Is culling against disease good in the long run?

Farm News Review – By Scott Stevenson
Is culling against disease good in the long run?

We don’t apply current agricultural and forestry logic to humans

Local Journalism Initiative

The editorial cartoon in a farm weekly earlier this month featured chickens wearing masks and distancing two metres.
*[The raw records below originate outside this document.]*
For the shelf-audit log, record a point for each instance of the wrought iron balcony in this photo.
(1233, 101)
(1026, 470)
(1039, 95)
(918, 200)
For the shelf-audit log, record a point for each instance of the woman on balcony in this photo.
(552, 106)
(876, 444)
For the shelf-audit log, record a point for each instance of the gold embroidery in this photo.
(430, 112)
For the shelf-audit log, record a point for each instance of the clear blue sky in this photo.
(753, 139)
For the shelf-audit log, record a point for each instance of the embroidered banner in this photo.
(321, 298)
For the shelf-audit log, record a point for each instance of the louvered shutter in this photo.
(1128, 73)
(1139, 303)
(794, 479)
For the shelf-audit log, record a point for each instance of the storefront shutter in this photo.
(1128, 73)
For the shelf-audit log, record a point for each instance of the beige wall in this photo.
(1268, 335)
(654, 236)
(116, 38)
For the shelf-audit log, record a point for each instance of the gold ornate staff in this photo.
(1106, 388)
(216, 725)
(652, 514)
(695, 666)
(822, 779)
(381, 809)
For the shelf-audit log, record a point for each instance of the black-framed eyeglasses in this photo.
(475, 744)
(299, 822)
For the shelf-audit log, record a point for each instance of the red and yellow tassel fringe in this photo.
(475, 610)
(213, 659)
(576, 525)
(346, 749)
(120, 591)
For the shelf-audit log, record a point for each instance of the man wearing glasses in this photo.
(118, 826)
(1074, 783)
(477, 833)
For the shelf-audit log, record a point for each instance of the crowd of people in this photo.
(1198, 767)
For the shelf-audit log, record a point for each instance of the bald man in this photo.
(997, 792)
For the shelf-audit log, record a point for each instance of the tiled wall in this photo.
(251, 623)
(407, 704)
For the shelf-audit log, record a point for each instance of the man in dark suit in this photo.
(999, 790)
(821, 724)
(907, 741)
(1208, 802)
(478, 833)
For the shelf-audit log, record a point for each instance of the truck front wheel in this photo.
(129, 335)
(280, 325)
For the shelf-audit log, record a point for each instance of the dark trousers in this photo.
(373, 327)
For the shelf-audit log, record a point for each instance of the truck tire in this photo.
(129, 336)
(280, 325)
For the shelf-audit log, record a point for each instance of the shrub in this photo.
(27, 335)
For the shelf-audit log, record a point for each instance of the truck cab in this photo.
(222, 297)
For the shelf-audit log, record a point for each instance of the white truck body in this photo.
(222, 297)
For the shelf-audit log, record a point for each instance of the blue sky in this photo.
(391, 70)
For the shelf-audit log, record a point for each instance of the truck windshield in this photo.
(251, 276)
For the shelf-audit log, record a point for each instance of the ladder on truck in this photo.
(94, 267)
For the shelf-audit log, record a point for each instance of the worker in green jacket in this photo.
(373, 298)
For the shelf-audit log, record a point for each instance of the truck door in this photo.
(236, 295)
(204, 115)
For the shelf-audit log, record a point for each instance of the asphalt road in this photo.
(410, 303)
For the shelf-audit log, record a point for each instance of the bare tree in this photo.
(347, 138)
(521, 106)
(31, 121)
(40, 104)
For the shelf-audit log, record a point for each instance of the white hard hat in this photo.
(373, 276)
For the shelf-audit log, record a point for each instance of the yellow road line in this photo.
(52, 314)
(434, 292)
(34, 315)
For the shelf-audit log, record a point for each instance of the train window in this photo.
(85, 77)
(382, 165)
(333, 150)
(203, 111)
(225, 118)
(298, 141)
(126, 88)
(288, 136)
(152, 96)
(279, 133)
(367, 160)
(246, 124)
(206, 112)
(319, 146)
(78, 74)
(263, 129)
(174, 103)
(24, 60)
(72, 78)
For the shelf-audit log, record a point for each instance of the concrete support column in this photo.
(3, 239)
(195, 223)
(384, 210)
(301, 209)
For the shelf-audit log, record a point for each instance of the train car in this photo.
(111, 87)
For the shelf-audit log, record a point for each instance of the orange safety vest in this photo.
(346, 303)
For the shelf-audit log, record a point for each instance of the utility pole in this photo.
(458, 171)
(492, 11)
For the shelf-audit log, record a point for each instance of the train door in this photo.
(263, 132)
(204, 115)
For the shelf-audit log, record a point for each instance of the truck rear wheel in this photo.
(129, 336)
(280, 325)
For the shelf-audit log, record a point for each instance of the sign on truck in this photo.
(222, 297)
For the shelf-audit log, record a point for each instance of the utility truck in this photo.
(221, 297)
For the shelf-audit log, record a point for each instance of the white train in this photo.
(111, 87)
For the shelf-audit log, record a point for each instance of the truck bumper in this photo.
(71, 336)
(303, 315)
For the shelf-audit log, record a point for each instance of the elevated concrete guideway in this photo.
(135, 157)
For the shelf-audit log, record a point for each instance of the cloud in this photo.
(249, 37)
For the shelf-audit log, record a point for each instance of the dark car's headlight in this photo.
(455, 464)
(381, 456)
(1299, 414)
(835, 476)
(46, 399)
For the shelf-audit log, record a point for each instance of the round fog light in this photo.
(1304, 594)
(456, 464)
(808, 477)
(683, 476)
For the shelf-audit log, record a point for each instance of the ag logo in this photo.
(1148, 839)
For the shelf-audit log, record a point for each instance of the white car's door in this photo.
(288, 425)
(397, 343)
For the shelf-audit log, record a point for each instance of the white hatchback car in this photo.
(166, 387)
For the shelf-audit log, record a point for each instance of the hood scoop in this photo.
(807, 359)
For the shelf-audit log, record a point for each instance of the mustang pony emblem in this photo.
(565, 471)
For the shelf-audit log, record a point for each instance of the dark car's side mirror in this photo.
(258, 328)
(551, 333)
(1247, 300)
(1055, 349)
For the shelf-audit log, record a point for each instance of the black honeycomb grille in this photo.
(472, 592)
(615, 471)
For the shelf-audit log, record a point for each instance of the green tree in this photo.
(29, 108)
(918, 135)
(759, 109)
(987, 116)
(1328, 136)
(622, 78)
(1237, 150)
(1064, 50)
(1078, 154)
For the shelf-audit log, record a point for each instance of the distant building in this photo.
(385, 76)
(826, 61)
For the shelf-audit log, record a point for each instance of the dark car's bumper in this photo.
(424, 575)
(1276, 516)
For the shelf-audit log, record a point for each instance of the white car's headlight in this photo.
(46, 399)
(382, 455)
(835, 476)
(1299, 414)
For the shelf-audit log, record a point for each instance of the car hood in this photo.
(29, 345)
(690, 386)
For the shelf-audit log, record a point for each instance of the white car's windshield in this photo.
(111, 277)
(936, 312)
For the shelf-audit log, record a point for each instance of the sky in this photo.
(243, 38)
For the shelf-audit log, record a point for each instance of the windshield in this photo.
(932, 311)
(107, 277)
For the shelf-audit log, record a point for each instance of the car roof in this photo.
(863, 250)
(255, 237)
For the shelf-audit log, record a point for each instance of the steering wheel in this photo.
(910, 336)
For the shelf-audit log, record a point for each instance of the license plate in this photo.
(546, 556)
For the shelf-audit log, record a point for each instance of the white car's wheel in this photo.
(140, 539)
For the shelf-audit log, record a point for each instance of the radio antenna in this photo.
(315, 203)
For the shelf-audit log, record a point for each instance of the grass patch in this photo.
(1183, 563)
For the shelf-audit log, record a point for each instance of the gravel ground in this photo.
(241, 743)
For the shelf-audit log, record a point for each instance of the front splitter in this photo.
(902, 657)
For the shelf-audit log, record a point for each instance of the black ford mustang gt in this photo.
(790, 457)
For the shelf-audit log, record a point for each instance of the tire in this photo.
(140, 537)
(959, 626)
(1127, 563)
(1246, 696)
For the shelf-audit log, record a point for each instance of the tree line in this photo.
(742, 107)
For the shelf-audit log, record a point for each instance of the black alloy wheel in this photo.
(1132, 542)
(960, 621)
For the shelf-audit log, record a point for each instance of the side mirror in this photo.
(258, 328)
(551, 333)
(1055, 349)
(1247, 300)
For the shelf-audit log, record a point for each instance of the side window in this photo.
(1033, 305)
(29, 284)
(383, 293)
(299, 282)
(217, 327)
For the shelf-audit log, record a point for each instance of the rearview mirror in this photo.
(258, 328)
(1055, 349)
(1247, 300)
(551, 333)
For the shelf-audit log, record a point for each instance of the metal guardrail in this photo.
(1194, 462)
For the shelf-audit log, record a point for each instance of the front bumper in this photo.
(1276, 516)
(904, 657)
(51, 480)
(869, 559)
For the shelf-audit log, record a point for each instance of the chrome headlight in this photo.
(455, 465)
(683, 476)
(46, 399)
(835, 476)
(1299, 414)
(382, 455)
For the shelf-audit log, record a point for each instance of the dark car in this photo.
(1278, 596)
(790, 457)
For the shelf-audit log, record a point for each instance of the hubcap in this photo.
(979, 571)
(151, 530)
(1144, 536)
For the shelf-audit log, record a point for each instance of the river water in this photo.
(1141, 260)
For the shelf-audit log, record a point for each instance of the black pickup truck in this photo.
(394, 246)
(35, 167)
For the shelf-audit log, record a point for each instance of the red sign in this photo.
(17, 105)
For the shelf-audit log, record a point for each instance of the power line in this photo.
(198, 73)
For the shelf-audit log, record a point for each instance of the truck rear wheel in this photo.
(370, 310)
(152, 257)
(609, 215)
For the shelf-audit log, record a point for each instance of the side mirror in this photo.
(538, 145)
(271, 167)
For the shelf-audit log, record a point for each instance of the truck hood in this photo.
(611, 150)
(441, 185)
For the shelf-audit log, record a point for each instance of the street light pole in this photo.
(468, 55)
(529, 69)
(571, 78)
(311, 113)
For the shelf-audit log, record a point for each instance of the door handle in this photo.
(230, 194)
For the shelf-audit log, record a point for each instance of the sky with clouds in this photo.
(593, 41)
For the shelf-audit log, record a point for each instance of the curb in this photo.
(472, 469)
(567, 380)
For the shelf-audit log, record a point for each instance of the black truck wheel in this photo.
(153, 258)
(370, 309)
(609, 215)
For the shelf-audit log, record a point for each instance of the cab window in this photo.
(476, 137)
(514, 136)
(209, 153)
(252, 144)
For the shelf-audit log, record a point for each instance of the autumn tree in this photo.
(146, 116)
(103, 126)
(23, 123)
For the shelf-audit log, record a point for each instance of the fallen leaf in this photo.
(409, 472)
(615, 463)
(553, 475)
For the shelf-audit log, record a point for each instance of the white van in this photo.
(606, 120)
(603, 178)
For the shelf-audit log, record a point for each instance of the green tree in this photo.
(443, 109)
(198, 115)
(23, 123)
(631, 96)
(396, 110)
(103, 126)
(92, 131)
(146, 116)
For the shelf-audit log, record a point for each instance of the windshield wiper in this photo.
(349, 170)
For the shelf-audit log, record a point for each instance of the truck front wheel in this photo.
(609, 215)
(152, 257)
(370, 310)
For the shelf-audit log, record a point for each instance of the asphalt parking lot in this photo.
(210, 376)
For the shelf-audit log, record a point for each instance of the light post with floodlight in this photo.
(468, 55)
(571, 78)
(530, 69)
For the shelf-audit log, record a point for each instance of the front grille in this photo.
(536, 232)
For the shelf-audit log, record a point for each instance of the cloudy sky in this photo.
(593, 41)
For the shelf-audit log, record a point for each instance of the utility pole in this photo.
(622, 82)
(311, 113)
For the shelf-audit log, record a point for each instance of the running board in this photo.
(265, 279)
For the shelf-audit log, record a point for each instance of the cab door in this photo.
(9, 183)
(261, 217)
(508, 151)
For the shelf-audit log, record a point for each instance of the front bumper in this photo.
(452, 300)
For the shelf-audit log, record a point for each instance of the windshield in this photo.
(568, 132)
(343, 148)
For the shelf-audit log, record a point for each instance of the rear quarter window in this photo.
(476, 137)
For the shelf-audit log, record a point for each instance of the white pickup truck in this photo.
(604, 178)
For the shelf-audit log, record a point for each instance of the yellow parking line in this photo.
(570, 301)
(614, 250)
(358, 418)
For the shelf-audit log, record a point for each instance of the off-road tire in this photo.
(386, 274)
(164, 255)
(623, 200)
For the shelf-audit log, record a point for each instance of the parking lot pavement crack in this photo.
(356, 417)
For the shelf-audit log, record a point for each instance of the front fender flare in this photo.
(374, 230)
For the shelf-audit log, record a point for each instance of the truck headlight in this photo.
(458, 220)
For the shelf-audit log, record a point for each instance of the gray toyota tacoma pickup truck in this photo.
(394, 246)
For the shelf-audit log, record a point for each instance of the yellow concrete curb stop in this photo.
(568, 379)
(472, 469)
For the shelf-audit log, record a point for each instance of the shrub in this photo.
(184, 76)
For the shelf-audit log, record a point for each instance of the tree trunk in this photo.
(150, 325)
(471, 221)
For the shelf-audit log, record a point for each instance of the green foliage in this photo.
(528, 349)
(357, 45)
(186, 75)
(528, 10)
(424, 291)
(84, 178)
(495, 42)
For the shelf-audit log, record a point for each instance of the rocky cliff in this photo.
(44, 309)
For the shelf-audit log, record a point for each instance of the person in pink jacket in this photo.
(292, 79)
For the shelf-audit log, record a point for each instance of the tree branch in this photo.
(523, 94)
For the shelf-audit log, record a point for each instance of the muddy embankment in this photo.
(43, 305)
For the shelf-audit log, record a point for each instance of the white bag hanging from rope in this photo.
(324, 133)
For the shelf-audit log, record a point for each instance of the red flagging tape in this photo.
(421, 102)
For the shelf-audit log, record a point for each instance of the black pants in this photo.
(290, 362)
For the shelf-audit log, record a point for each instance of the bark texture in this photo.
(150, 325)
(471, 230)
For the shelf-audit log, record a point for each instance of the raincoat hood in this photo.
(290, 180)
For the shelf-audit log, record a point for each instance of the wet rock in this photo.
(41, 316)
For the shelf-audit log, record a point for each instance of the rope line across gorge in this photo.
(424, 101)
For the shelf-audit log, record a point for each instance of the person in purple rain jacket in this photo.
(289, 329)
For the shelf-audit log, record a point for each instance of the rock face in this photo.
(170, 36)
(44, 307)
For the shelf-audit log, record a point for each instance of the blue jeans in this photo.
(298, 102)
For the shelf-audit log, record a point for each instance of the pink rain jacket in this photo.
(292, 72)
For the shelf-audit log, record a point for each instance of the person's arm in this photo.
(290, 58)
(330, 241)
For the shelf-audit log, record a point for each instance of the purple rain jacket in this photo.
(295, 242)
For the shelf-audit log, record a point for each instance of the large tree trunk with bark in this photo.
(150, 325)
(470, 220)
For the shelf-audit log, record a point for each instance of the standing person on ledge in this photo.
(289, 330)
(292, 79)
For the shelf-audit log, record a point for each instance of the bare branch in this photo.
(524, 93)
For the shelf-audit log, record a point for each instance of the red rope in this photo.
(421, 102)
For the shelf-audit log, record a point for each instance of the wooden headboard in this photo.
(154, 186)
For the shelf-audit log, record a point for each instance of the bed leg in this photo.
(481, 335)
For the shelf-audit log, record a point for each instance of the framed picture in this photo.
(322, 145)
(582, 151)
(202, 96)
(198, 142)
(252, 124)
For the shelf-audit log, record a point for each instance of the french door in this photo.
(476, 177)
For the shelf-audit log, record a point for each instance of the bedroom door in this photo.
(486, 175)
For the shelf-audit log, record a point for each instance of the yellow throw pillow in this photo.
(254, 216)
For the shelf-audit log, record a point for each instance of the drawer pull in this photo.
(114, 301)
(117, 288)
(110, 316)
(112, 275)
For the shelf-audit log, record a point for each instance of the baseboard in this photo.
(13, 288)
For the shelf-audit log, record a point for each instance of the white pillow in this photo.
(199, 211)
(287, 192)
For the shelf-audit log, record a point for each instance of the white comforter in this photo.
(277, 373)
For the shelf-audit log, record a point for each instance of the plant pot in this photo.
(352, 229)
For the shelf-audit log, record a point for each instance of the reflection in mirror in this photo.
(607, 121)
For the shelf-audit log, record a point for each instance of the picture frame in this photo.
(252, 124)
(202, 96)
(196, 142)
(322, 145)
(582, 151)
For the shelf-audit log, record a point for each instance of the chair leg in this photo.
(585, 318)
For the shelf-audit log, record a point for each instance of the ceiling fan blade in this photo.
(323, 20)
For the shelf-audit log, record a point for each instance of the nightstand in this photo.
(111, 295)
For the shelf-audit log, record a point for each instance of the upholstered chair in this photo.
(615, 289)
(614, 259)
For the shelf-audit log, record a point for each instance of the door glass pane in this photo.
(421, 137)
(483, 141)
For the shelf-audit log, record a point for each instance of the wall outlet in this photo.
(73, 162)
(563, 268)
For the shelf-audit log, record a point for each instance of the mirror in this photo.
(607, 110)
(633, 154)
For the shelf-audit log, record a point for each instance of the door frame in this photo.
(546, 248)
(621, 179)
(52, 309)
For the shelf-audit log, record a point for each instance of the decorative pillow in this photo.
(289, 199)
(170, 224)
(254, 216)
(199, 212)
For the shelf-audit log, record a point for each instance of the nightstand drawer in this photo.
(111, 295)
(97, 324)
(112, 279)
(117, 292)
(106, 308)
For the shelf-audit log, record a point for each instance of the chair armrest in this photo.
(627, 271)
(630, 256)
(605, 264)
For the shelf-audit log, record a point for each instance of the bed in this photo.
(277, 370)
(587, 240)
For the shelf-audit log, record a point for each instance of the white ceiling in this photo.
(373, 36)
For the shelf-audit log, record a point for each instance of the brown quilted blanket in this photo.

Meanwhile, hundreds of thousands were being culled due to the avian flu and the hope of containing the disease.

The cartoon’s analogy with our human battle against Covid invites more provocative comparisons—and it challenges our current relationship with the food and resources we grow.

We wouldn’t kill hundreds of thousands of humans to prevent the spread of Covid, would we? We wouldn’t house hundreds of thousands of humans in warehouse-like barns, tightly fit for efficiency, either. Talk about inviting disease.

Earlier this month, 11 protesters who invaded a pig barn in Saint-Hyacinthe in 2019 were found guilty of breaking and entering and obstructing justice—as they should be for illegally impinging on the farmer’s rights and property.

Their actions were an extreme expression of a general malaise in society about how our food is produced. The vulnerability of industrially raised poultry to the avian flu is more reason for that malaise.

Other concerned citizens, in the Townships and around the world, are more quietly and respectfully protesting by farming differently—by raising cattle, chickens, pigs, and other animals on open pasture in more natural and diverse living conditions. It wouldn’t take many scientific studies to show that those animals are healthier and less vulnerable to disease.

An encouraging political move toward healthier farming and animals was the recent adoption by the Quebec Ministry of Agriculture of a pilot project to allow the processing of poultry at the farm rather than in slaughterhouses, which are currently swamped with demand. This means that a licensed abattoir can have a mobile outfit that comes to your farm to process your chickens or other birds, which among other benefits is less stressful for the animals.